I’ve carried on before about my love of asparagus but this relationship just gets better all the time.

Strangely, I’ve never made homemade asparagus soup until this spring. Perhaps I don’t have the patience when I know it can be steamed or blanched in a couple of minutes and ready to eat.

Even more odd, this recipe came about when I was trying to make a healthy breakfast smoothie. I’d found two similar recipes for a healthy breakfast smoothie that were similar–one from ever-young Martha Stewart, and the other from ever-healthy Dr. Oz. The recipes were very much alike, with names like “Green Drink” or “Green Juice,” and started with two cups of chopped fresh spinach.

I love spinach almost as much as asparagus, so I thought this green drink would be a much healthier alternative than my usual breakfast–black coffee and a Kellogg’s Pop-Tart (hey, I’m entitled to feel like a 12-year-old at breakfast, at least).

Unfortunately, both versions of the green drink–even with their sweetening additives like minced fresh ginger or honey–tasted like a glass of wet, freshly-mowed grass. So I thought about converting that recipe to a hot soup. Then, the lure of my lover, asparagus, beckoning, I thought, why use spinach?

This soup can be served warm or cold, though in my book cold soup is an oxymoron, , like “jumbo shrimp” or “delicious calamari.” This soup also strays from my original idea of a super-lean green liquid food since I added cream for thickness.

But that’s okay.
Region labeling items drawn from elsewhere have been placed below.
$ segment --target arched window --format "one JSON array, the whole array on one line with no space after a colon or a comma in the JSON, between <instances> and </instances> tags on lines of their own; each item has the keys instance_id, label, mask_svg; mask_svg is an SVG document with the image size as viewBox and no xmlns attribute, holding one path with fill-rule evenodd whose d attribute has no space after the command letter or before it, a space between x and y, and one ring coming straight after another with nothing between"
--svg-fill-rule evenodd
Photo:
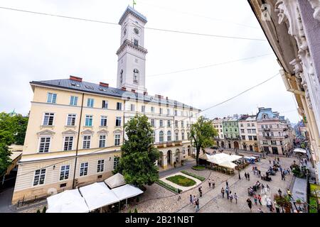
<instances>
[{"instance_id":1,"label":"arched window","mask_svg":"<svg viewBox=\"0 0 320 227\"><path fill-rule=\"evenodd\" d=\"M171 131L169 131L166 133L166 138L167 138L168 141L171 141Z\"/></svg>"},{"instance_id":2,"label":"arched window","mask_svg":"<svg viewBox=\"0 0 320 227\"><path fill-rule=\"evenodd\" d=\"M164 132L162 131L159 133L159 141L164 142Z\"/></svg>"},{"instance_id":3,"label":"arched window","mask_svg":"<svg viewBox=\"0 0 320 227\"><path fill-rule=\"evenodd\" d=\"M137 69L134 70L134 82L137 83L139 79L139 70Z\"/></svg>"},{"instance_id":4,"label":"arched window","mask_svg":"<svg viewBox=\"0 0 320 227\"><path fill-rule=\"evenodd\" d=\"M121 70L120 71L120 83L122 84L123 81L123 70Z\"/></svg>"}]
</instances>

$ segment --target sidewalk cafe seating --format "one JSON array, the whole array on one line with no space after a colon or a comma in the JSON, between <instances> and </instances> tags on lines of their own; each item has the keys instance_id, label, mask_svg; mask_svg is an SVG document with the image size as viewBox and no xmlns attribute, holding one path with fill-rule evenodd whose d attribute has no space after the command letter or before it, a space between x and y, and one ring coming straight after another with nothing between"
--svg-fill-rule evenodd
<instances>
[{"instance_id":1,"label":"sidewalk cafe seating","mask_svg":"<svg viewBox=\"0 0 320 227\"><path fill-rule=\"evenodd\" d=\"M265 180L267 182L270 182L272 180L271 177L269 176L261 176L261 179Z\"/></svg>"},{"instance_id":2,"label":"sidewalk cafe seating","mask_svg":"<svg viewBox=\"0 0 320 227\"><path fill-rule=\"evenodd\" d=\"M251 196L255 194L255 189L252 187L247 189L247 194Z\"/></svg>"}]
</instances>

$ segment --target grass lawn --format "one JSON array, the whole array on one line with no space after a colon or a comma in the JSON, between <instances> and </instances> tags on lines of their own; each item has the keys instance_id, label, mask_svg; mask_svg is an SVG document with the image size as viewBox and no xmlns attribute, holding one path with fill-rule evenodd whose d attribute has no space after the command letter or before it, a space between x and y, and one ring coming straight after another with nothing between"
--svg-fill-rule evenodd
<instances>
[{"instance_id":1,"label":"grass lawn","mask_svg":"<svg viewBox=\"0 0 320 227\"><path fill-rule=\"evenodd\" d=\"M183 187L190 187L196 184L196 182L194 180L182 175L172 176L166 179L171 182L174 182L174 184Z\"/></svg>"}]
</instances>

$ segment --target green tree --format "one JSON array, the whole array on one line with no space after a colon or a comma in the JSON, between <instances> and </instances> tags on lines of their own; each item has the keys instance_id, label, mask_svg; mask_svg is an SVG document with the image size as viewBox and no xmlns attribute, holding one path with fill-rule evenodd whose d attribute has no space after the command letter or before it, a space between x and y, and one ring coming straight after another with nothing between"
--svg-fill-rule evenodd
<instances>
[{"instance_id":1,"label":"green tree","mask_svg":"<svg viewBox=\"0 0 320 227\"><path fill-rule=\"evenodd\" d=\"M218 135L218 132L213 128L211 121L201 116L198 118L197 122L191 126L190 134L193 146L196 149L196 160L198 166L200 150L215 144L213 138Z\"/></svg>"},{"instance_id":2,"label":"green tree","mask_svg":"<svg viewBox=\"0 0 320 227\"><path fill-rule=\"evenodd\" d=\"M23 145L28 126L28 117L21 114L11 116L0 113L0 143L7 145L13 143Z\"/></svg>"},{"instance_id":3,"label":"green tree","mask_svg":"<svg viewBox=\"0 0 320 227\"><path fill-rule=\"evenodd\" d=\"M120 172L127 183L143 187L159 179L155 162L159 150L153 145L152 128L146 116L137 116L124 125L127 140L121 147L122 157L114 172Z\"/></svg>"},{"instance_id":4,"label":"green tree","mask_svg":"<svg viewBox=\"0 0 320 227\"><path fill-rule=\"evenodd\" d=\"M11 152L8 146L4 143L0 143L0 176L2 176L8 167L11 164L10 155Z\"/></svg>"}]
</instances>

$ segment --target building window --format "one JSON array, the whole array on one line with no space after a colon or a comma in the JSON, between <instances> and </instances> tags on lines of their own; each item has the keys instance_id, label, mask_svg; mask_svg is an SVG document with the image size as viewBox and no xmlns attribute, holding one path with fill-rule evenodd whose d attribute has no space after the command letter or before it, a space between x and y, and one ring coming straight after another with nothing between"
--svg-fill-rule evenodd
<instances>
[{"instance_id":1,"label":"building window","mask_svg":"<svg viewBox=\"0 0 320 227\"><path fill-rule=\"evenodd\" d=\"M134 111L134 104L130 104L130 111Z\"/></svg>"},{"instance_id":2,"label":"building window","mask_svg":"<svg viewBox=\"0 0 320 227\"><path fill-rule=\"evenodd\" d=\"M156 127L156 121L154 119L151 119L151 127Z\"/></svg>"},{"instance_id":3,"label":"building window","mask_svg":"<svg viewBox=\"0 0 320 227\"><path fill-rule=\"evenodd\" d=\"M115 170L119 165L119 161L120 158L119 157L114 157L113 158L113 169Z\"/></svg>"},{"instance_id":4,"label":"building window","mask_svg":"<svg viewBox=\"0 0 320 227\"><path fill-rule=\"evenodd\" d=\"M119 146L120 145L120 134L114 135L114 145Z\"/></svg>"},{"instance_id":5,"label":"building window","mask_svg":"<svg viewBox=\"0 0 320 227\"><path fill-rule=\"evenodd\" d=\"M60 180L68 179L69 178L70 165L63 165L60 170Z\"/></svg>"},{"instance_id":6,"label":"building window","mask_svg":"<svg viewBox=\"0 0 320 227\"><path fill-rule=\"evenodd\" d=\"M63 150L73 150L73 136L65 137L65 143L63 145Z\"/></svg>"},{"instance_id":7,"label":"building window","mask_svg":"<svg viewBox=\"0 0 320 227\"><path fill-rule=\"evenodd\" d=\"M162 131L159 133L159 141L164 142L164 132Z\"/></svg>"},{"instance_id":8,"label":"building window","mask_svg":"<svg viewBox=\"0 0 320 227\"><path fill-rule=\"evenodd\" d=\"M166 132L166 140L168 141L171 141L171 131L170 131Z\"/></svg>"},{"instance_id":9,"label":"building window","mask_svg":"<svg viewBox=\"0 0 320 227\"><path fill-rule=\"evenodd\" d=\"M43 184L45 177L46 177L46 169L36 170L33 179L33 186Z\"/></svg>"},{"instance_id":10,"label":"building window","mask_svg":"<svg viewBox=\"0 0 320 227\"><path fill-rule=\"evenodd\" d=\"M68 114L68 118L67 118L67 126L75 126L76 116L77 116L77 114Z\"/></svg>"},{"instance_id":11,"label":"building window","mask_svg":"<svg viewBox=\"0 0 320 227\"><path fill-rule=\"evenodd\" d=\"M91 135L84 135L83 136L83 149L90 149L91 142Z\"/></svg>"},{"instance_id":12,"label":"building window","mask_svg":"<svg viewBox=\"0 0 320 227\"><path fill-rule=\"evenodd\" d=\"M134 70L134 82L137 83L139 79L139 70L137 69Z\"/></svg>"},{"instance_id":13,"label":"building window","mask_svg":"<svg viewBox=\"0 0 320 227\"><path fill-rule=\"evenodd\" d=\"M121 102L117 102L117 111L122 110L122 104Z\"/></svg>"},{"instance_id":14,"label":"building window","mask_svg":"<svg viewBox=\"0 0 320 227\"><path fill-rule=\"evenodd\" d=\"M100 119L100 126L107 126L108 117L107 116L102 116Z\"/></svg>"},{"instance_id":15,"label":"building window","mask_svg":"<svg viewBox=\"0 0 320 227\"><path fill-rule=\"evenodd\" d=\"M159 126L160 126L160 127L164 127L164 120L160 119L160 120L159 121Z\"/></svg>"},{"instance_id":16,"label":"building window","mask_svg":"<svg viewBox=\"0 0 320 227\"><path fill-rule=\"evenodd\" d=\"M105 148L105 135L100 135L99 136L99 148Z\"/></svg>"},{"instance_id":17,"label":"building window","mask_svg":"<svg viewBox=\"0 0 320 227\"><path fill-rule=\"evenodd\" d=\"M152 132L152 143L154 143L154 142L156 142L156 131L154 131L153 132Z\"/></svg>"},{"instance_id":18,"label":"building window","mask_svg":"<svg viewBox=\"0 0 320 227\"><path fill-rule=\"evenodd\" d=\"M121 116L116 117L116 127L121 126Z\"/></svg>"},{"instance_id":19,"label":"building window","mask_svg":"<svg viewBox=\"0 0 320 227\"><path fill-rule=\"evenodd\" d=\"M41 137L40 138L39 153L49 152L50 140L51 138L50 137Z\"/></svg>"},{"instance_id":20,"label":"building window","mask_svg":"<svg viewBox=\"0 0 320 227\"><path fill-rule=\"evenodd\" d=\"M97 167L97 172L103 172L105 170L105 160L98 160L98 165Z\"/></svg>"},{"instance_id":21,"label":"building window","mask_svg":"<svg viewBox=\"0 0 320 227\"><path fill-rule=\"evenodd\" d=\"M53 126L55 114L45 113L43 118L43 126Z\"/></svg>"},{"instance_id":22,"label":"building window","mask_svg":"<svg viewBox=\"0 0 320 227\"><path fill-rule=\"evenodd\" d=\"M48 93L47 102L55 104L57 101L57 94L54 93Z\"/></svg>"},{"instance_id":23,"label":"building window","mask_svg":"<svg viewBox=\"0 0 320 227\"><path fill-rule=\"evenodd\" d=\"M102 100L102 109L108 109L108 101L107 100Z\"/></svg>"},{"instance_id":24,"label":"building window","mask_svg":"<svg viewBox=\"0 0 320 227\"><path fill-rule=\"evenodd\" d=\"M87 99L87 107L93 107L93 103L95 102L95 99Z\"/></svg>"},{"instance_id":25,"label":"building window","mask_svg":"<svg viewBox=\"0 0 320 227\"><path fill-rule=\"evenodd\" d=\"M92 115L85 116L85 126L91 127L92 126L93 116Z\"/></svg>"},{"instance_id":26,"label":"building window","mask_svg":"<svg viewBox=\"0 0 320 227\"><path fill-rule=\"evenodd\" d=\"M70 104L72 106L77 106L78 97L77 96L70 96Z\"/></svg>"},{"instance_id":27,"label":"building window","mask_svg":"<svg viewBox=\"0 0 320 227\"><path fill-rule=\"evenodd\" d=\"M80 177L87 175L87 166L88 162L83 162L80 164Z\"/></svg>"}]
</instances>

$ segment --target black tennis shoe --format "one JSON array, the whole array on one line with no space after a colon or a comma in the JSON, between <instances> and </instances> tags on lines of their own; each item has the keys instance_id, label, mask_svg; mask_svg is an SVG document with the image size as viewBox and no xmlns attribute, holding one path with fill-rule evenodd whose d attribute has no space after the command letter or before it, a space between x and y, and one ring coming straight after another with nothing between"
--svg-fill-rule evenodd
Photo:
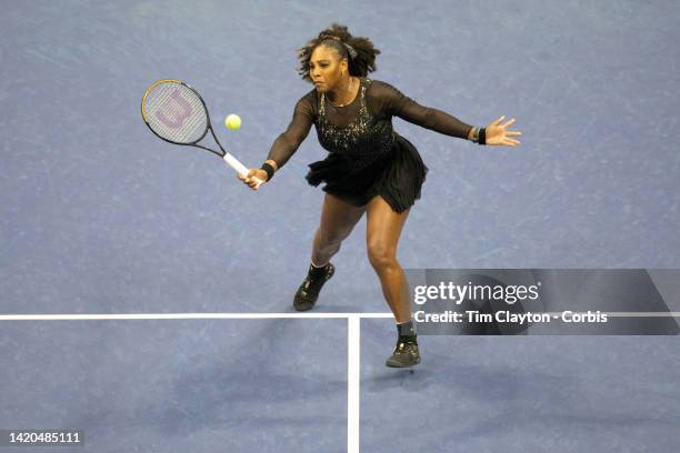
<instances>
[{"instance_id":1,"label":"black tennis shoe","mask_svg":"<svg viewBox=\"0 0 680 453\"><path fill-rule=\"evenodd\" d=\"M333 273L336 273L336 268L331 263L320 269L310 264L309 273L293 299L294 309L297 311L311 310L317 303L323 283L329 281Z\"/></svg>"},{"instance_id":2,"label":"black tennis shoe","mask_svg":"<svg viewBox=\"0 0 680 453\"><path fill-rule=\"evenodd\" d=\"M384 364L391 368L409 368L420 363L420 352L418 351L418 341L416 336L412 339L400 336L397 339L397 345L392 356Z\"/></svg>"}]
</instances>

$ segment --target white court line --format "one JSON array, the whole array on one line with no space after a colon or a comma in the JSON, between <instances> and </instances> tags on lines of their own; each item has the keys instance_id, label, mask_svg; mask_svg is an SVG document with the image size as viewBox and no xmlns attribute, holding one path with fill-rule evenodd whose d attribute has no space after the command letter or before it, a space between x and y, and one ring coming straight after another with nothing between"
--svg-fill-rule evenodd
<instances>
[{"instance_id":1,"label":"white court line","mask_svg":"<svg viewBox=\"0 0 680 453\"><path fill-rule=\"evenodd\" d=\"M347 319L347 452L359 453L361 318L393 316L392 313L2 314L0 321Z\"/></svg>"},{"instance_id":2,"label":"white court line","mask_svg":"<svg viewBox=\"0 0 680 453\"><path fill-rule=\"evenodd\" d=\"M586 313L586 312L574 312ZM601 312L611 316L673 316L680 312ZM559 314L550 312L550 314ZM79 320L263 320L263 319L347 319L347 451L359 453L361 384L361 319L393 318L392 313L127 313L127 314L2 314L0 321Z\"/></svg>"},{"instance_id":3,"label":"white court line","mask_svg":"<svg viewBox=\"0 0 680 453\"><path fill-rule=\"evenodd\" d=\"M551 315L562 312L542 312ZM588 312L573 312L587 314ZM680 318L680 312L600 312L610 316ZM113 314L0 314L0 321L78 321L78 320L262 320L262 319L351 319L394 318L392 313L113 313Z\"/></svg>"},{"instance_id":4,"label":"white court line","mask_svg":"<svg viewBox=\"0 0 680 453\"><path fill-rule=\"evenodd\" d=\"M347 319L347 452L359 453L361 316Z\"/></svg>"},{"instance_id":5,"label":"white court line","mask_svg":"<svg viewBox=\"0 0 680 453\"><path fill-rule=\"evenodd\" d=\"M392 313L114 313L114 314L0 314L0 321L78 321L78 320L263 320L287 318L350 319L394 318Z\"/></svg>"}]
</instances>

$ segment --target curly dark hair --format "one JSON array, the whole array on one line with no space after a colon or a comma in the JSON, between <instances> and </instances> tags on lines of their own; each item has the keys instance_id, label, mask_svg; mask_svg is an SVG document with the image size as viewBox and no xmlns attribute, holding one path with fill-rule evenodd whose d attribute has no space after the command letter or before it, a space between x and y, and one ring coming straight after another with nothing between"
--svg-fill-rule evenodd
<instances>
[{"instance_id":1,"label":"curly dark hair","mask_svg":"<svg viewBox=\"0 0 680 453\"><path fill-rule=\"evenodd\" d=\"M371 40L363 37L352 37L346 26L333 22L329 28L310 40L307 46L297 50L298 59L300 60L298 73L302 80L312 83L309 77L309 60L314 49L321 44L334 49L341 59L347 58L350 76L366 77L369 72L373 72L377 69L376 56L380 53L380 50L373 47ZM354 57L350 56L349 49L344 44L349 44L354 49Z\"/></svg>"}]
</instances>

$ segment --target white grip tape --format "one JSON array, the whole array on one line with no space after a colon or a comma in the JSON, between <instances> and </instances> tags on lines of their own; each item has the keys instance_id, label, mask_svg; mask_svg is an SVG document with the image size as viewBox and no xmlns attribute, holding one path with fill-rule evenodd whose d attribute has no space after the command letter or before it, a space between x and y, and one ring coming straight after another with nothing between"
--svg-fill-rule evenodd
<instances>
[{"instance_id":1,"label":"white grip tape","mask_svg":"<svg viewBox=\"0 0 680 453\"><path fill-rule=\"evenodd\" d=\"M239 162L239 160L237 158L234 158L230 153L226 153L223 159L224 159L224 162L227 162L239 174L241 174L242 177L247 177L248 175L248 169L246 168L246 165L243 165L241 162ZM257 188L259 188L260 184L262 183L262 181L260 181L259 178L256 178L256 177L252 177L252 178L258 182Z\"/></svg>"}]
</instances>

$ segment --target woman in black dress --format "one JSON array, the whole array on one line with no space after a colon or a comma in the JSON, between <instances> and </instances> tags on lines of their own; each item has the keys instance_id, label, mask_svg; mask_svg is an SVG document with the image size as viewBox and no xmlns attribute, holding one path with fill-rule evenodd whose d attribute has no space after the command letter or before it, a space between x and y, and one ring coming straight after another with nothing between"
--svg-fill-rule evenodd
<instances>
[{"instance_id":1,"label":"woman in black dress","mask_svg":"<svg viewBox=\"0 0 680 453\"><path fill-rule=\"evenodd\" d=\"M516 147L519 141L511 137L521 133L508 130L513 119L501 124L501 117L486 128L473 128L418 104L387 82L369 79L379 53L369 39L352 37L338 23L299 49L300 76L314 89L297 102L292 121L273 142L262 167L239 179L253 190L252 177L271 181L314 124L329 155L311 163L306 178L312 185L326 182L326 195L308 275L293 305L299 311L314 305L321 286L333 275L331 256L366 212L369 261L397 322L397 346L386 364L404 368L419 363L420 353L397 248L428 168L413 144L393 131L391 118L479 144Z\"/></svg>"}]
</instances>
When you eat asparagus, all is forgiven . Sorry, Dr. Oz, I won’t give up my organic heavy cream.

Cream of Asparagus Soup

Cream of Asparagus Soup

4 tablespoons olive oil
1 medium onion, chopped
2 stalks celery, chopped
3 medium carrots, chopped
2 lbs. asparagus
1 ½ teaspoon minced garlic
½ teaspoon salt
½ teaspoon black pepper
4 cups chicken broth
½ cup half-and-half
½ cup buttermilk
Garnish

In a large saucepan, heat olive oil over medium heat. Add onion, celery and carrots. Cook, stirring occasionally, for 7 minutes. Meanwhile, snap woody ends off asparagus and chop into half-inch pieces.

Add garlic, salt, pepper, and asparagus to simmering vegetables. Cook 1 minute, stirring. Add 4 cups chicken broth, stir. Simmer, covered, for 20 minutes. Turn off heat, let rest 5 minutes.

Puree soup in blender in 2 or 3 batches. Pour pureed mixture into a saucepan over medium heat. Add half-and-half and buttermilk, and stir. Warm through, covered. Pour into bowls, and garnish.

Possible garnishes: grated fresh parmesan cheese, crumbled bacon, croutons.